I read about authors who write a book in a month and have it published in another month. There are, of course, authors who take years to write a book. There is no correct amount of time–it takes what it takes. My goal is to write three books per year. When Four Corners War is published later this year it will be my tenth book–in about 4 years. An average of 2.5 books a year. So close to my goal. The odd part is that I have had books take three or so months from start to finish and now with FNM has taken eleven months. The reason one book would be one thing and another book (with the same author and same team of people) would be so much longer is not very interesting. It’s not more complications and re-writes; it is mostly just delays, one-time disruptions–all easily described as life interfering with schedules.

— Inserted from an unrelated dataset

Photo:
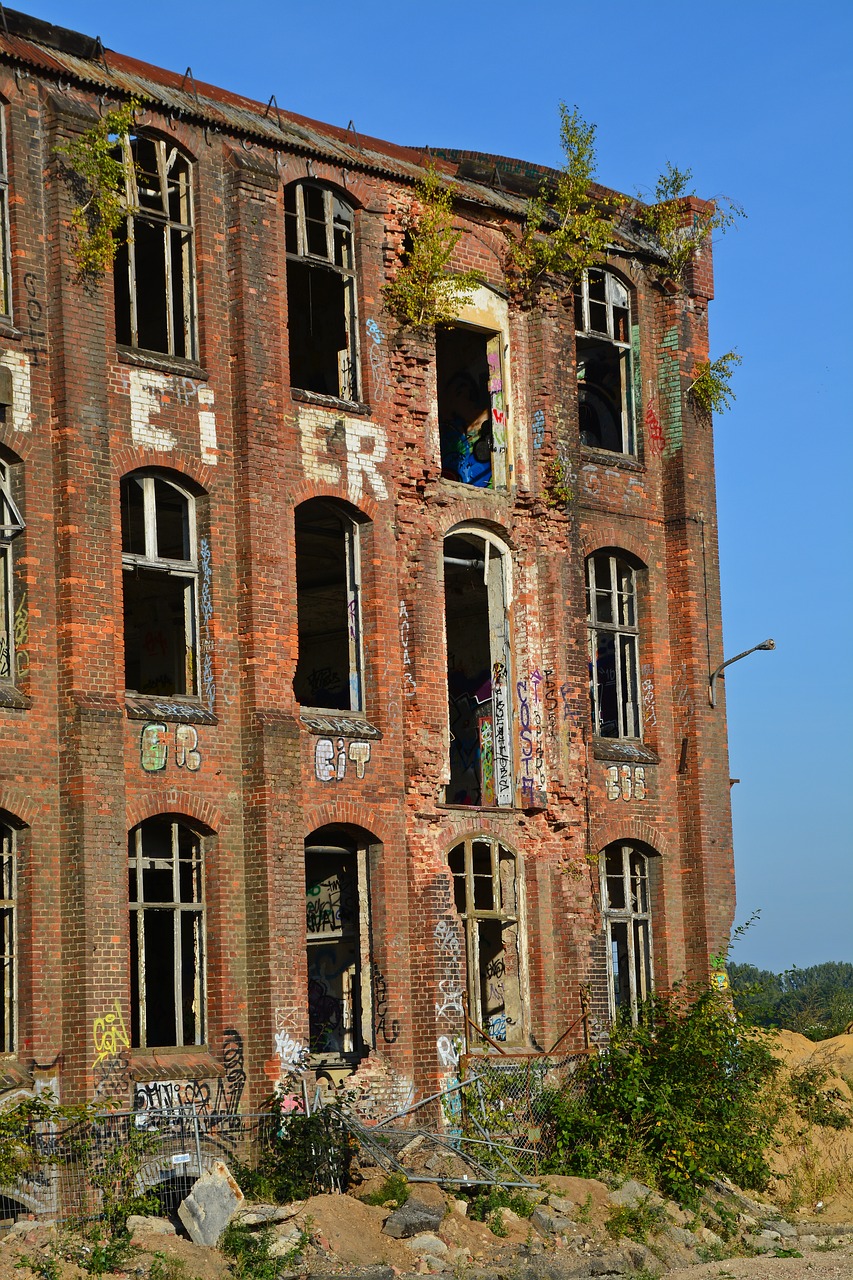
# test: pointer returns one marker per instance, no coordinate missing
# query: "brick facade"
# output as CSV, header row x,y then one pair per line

But it is frustrating.

No doubt none of this is very interesting; but since you are reading a blog about writing, I’m working on the assumption that your interested in the messy details of writing. When I say “team of people” this is mostly editors. No author should publish a book without the assistance of editors. It would be nice to just take the first draft and run with it–publish as is. That would be a mistake for the author and the reader. Editors have a great skill in helping authors reach the goal of writing the best book they can. They don’t rewrite the book but they make corrections, offer guidance and are a necessary element in producing a good book. In the case of FNM the first editor to work on the book was in the process of moving–which didn’t go exactly as planned and he was delayed in completing his part of the project. The editor towards the end of the process was also delayed by some miscommunication on my part. All in all it was anything that could go wrong did–the result was delays.

So now the book will be published next week almost a year from when I started writing.

Now the real champ for length of time from starting to publishing is Four Corners War. I’ve written before about my mental block regarding FCW. This is a book that I started in 2016–yep three years ago. I had zipped right through the first two Pacheco and Chino books and was all gung-ho to begin the third. Got about a fourth of the way into the book and a cloud developed. On that dark day I just stopped writing. My mind went blank. I didn’t know where the story was going–nothing felt right. It was writer’s block. I was frozen. Bottom line is that I didn’t write anything for almost a year. To try and break out of that slump I began to write a new series with a co-author; the “Murder” books with Stanley Nelson. In a relative short span of time we wrote three books. The spell was broken.

Pre-Order Soon!

I returned to FCW and just recently finished the book–it will be published later this year. The total time for one of my books at three plus years hopefully is a bad record that I never break.